Re: Storing a jackrabbit repository as versioned files in git

Posted by Premkumar Stephen <pr...@gmail.com>.
Hi Alex,

Can there be a persistence manager that generally does not need to be
optimized but could persist just the tree structure as shown on the API
side?
I am not sure what this is being optimized on, but I could choose to not
optimize on space, etc.
In that case, would reads get slower?

I agree, there should not be external entities changing the files while it
is running.
We shut down our app ( which internally shuts down jackrabbit) and then do
our version control.

Could you help me get started with the implementation of such a persistence,
or is this too deep and complicated for a newbie?

Regards,
Prem


On Fri, Feb 26, 2010 at 12:10 PM, Alexander Klimetschek <ak...@day.com>wrote:

> On Fri, Feb 26, 2010 at 13:02, Premkumar Stephen <pr...@gmail.com> wrote:
> > We are using the jackrabbit repository (which comes pre-built into a
> > Business Rules solution - http://www.jboss.org/drools/drools-guvnor.html
> )
> >
> > Now, as a standard, we use git to store these files.
>
> Which files? The files beneath the repository home directory? What
> persistence manager do you use?
>
> > However, because of the way jackrabbit stores them, it becomes impossible
> to
> > do operations such as diffs, merges, etc.
> >
> > For those assets that are versioned, can they each be in their own file,
> so
> > that git can take care of changes to them?
>
> IIUC and you want to store the repository files (whatever persistence
> manager and data store you are using) so that you can version them,
> this is generally not possible. Jackrabbit's persistence architecture
> is optimized and doesn't necessarily represent the tree structure seen
> on the JCR API side. Also, it is not advisable to change those files
> while Jackrabbit is running.
>
> However, JCR has versioning built-in, so you can use that for
> versioning purposes. Note that actual diff/merge tools are not
> included in the JCR API (since it's too app and file format specific).
>
> Regards,
> Alex
>
> --
> Alexander Klimetschek
> alexander.klimetschek@day.com
>

Re: Storing a jackrabbit repository as versioned files in git

Posted by Alexander Klimetschek <ak...@day.com>.
On Fri, Feb 26, 2010 at 13:02, Premkumar Stephen <pr...@gmail.com> wrote:
> We are using the jackrabbit repository (which comes pre-built into a
> Business Rules solution - http://www.jboss.org/drools/drools-guvnor.html)
>
> Now, as a standard, we use git to store these files.
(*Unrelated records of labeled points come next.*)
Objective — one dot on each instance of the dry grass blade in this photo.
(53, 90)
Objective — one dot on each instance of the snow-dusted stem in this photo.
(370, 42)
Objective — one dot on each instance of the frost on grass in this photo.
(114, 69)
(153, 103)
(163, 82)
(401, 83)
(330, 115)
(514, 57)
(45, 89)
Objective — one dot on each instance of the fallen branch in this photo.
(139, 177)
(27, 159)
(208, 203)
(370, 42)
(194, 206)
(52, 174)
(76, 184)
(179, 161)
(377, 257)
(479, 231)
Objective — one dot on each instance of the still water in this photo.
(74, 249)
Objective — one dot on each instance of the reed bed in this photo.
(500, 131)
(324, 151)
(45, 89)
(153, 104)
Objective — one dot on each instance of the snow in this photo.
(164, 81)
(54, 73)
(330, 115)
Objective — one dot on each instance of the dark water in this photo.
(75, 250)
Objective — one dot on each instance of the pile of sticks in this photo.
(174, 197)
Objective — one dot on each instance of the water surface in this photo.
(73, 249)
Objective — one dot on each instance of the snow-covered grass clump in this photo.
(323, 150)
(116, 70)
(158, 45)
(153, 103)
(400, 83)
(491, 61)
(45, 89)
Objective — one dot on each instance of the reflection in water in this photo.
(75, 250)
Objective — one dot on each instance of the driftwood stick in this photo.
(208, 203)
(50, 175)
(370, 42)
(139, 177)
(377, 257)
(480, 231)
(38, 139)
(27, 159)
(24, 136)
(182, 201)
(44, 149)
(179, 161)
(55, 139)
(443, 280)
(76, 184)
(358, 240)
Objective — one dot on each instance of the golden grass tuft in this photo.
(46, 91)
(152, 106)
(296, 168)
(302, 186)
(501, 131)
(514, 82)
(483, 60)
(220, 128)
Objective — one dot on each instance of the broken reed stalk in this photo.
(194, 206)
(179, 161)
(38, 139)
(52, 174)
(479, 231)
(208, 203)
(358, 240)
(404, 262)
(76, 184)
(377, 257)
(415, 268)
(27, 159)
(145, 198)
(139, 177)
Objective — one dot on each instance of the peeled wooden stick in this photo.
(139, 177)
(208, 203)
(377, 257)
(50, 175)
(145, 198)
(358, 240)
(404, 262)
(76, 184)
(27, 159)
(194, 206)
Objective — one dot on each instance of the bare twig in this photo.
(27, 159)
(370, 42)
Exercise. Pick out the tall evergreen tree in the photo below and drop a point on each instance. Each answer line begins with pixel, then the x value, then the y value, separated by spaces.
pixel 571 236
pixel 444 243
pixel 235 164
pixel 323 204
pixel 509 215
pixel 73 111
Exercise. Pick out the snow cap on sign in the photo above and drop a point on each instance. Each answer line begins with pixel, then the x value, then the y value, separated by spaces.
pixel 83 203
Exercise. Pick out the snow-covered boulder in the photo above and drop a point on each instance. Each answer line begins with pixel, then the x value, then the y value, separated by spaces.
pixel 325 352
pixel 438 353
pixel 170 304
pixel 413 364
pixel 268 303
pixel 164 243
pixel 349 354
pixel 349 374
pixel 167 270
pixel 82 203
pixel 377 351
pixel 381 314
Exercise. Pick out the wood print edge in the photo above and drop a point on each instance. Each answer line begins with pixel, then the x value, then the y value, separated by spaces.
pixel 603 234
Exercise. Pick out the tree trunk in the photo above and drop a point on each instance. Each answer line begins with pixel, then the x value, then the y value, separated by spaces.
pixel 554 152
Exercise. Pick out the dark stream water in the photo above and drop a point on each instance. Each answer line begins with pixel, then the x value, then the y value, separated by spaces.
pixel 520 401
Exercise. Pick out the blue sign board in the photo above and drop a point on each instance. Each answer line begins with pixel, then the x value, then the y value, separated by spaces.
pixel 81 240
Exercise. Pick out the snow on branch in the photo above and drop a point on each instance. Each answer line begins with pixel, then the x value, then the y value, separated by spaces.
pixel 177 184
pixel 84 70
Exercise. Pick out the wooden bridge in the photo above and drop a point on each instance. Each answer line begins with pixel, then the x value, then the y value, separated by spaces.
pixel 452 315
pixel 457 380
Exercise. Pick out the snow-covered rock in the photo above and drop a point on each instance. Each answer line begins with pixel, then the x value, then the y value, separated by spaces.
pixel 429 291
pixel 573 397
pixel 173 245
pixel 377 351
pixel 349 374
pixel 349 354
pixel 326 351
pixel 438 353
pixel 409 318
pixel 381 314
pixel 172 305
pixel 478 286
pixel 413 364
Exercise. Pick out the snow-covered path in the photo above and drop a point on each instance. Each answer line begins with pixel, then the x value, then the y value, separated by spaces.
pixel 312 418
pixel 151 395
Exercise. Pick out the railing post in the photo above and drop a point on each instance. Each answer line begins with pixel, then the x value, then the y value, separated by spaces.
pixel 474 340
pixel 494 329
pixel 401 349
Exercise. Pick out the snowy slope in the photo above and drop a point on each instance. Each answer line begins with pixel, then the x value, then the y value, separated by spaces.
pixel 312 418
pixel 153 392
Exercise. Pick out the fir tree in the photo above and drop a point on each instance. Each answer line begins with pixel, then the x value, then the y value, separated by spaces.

Which files? The files beneath the repository home directory? What
persistence manager do you use?

> However, because of the way jackrabbit stores them, it becomes impossible to
> do operations such as diffs, merges, etc.
>
> For those assets that are versioned, can they each be in their own file, so
> that git can take care of changes to them?
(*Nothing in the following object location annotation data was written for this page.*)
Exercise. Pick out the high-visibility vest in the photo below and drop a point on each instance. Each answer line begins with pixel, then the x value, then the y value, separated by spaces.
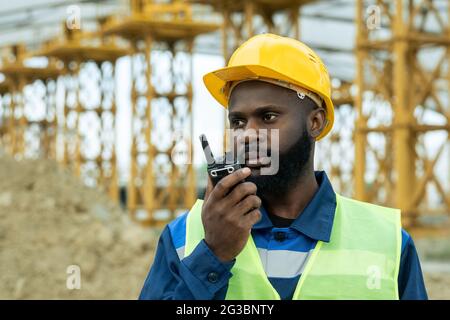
pixel 361 260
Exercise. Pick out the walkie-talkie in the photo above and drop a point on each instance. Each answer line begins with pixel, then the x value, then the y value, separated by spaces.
pixel 220 169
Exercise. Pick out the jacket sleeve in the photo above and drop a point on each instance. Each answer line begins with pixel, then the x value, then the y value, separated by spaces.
pixel 410 279
pixel 200 276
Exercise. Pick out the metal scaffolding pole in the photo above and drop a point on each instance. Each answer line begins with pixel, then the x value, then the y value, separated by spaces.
pixel 160 34
pixel 400 92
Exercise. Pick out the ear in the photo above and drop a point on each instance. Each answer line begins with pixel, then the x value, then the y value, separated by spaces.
pixel 316 122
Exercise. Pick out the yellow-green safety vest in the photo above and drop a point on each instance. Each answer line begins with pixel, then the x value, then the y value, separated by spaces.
pixel 361 260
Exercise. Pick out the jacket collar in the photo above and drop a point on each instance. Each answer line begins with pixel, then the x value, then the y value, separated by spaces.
pixel 316 220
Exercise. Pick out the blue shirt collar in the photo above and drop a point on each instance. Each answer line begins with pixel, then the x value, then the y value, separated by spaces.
pixel 316 220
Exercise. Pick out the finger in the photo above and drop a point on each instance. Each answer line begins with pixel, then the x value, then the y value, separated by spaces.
pixel 224 186
pixel 209 188
pixel 247 204
pixel 240 192
pixel 251 218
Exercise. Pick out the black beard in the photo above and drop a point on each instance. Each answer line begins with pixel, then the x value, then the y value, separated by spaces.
pixel 292 165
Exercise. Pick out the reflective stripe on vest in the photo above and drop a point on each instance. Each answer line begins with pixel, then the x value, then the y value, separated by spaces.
pixel 361 261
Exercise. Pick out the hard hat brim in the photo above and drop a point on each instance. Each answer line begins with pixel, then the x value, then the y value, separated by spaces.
pixel 215 82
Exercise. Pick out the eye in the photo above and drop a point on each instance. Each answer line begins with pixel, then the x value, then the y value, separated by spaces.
pixel 269 116
pixel 236 123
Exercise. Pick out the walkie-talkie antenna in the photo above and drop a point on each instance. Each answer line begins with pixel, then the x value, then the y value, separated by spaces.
pixel 207 150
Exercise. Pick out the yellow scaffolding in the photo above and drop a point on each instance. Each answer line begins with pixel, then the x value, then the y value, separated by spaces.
pixel 25 135
pixel 400 92
pixel 88 122
pixel 162 35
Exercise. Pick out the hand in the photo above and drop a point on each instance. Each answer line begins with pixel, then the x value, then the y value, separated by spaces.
pixel 230 209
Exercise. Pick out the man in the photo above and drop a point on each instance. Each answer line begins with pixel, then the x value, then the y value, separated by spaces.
pixel 287 235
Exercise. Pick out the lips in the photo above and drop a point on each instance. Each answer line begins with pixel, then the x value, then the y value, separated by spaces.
pixel 257 162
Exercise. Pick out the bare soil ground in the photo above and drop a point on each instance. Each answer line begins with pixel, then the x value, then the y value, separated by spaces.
pixel 49 220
IIUC and you want to store the repository files (whatever persistence
manager and data store you are using) so that you can version them,
this is generally not possible. Jackrabbit's persistence architecture
is optimized and doesn't necessarily represent the tree structure seen
on the JCR API side. Also, it is not advisable to change those files
while Jackrabbit is running.

However, JCR has versioning built-in, so you can use that for
versioning purposes. Note that actual diff/merge tools are not
included in the JCR API (since it's too app and file format specific).

Regards,
Alex

-- 
Alexander Klimetschek
alexander.klimetschek@day.com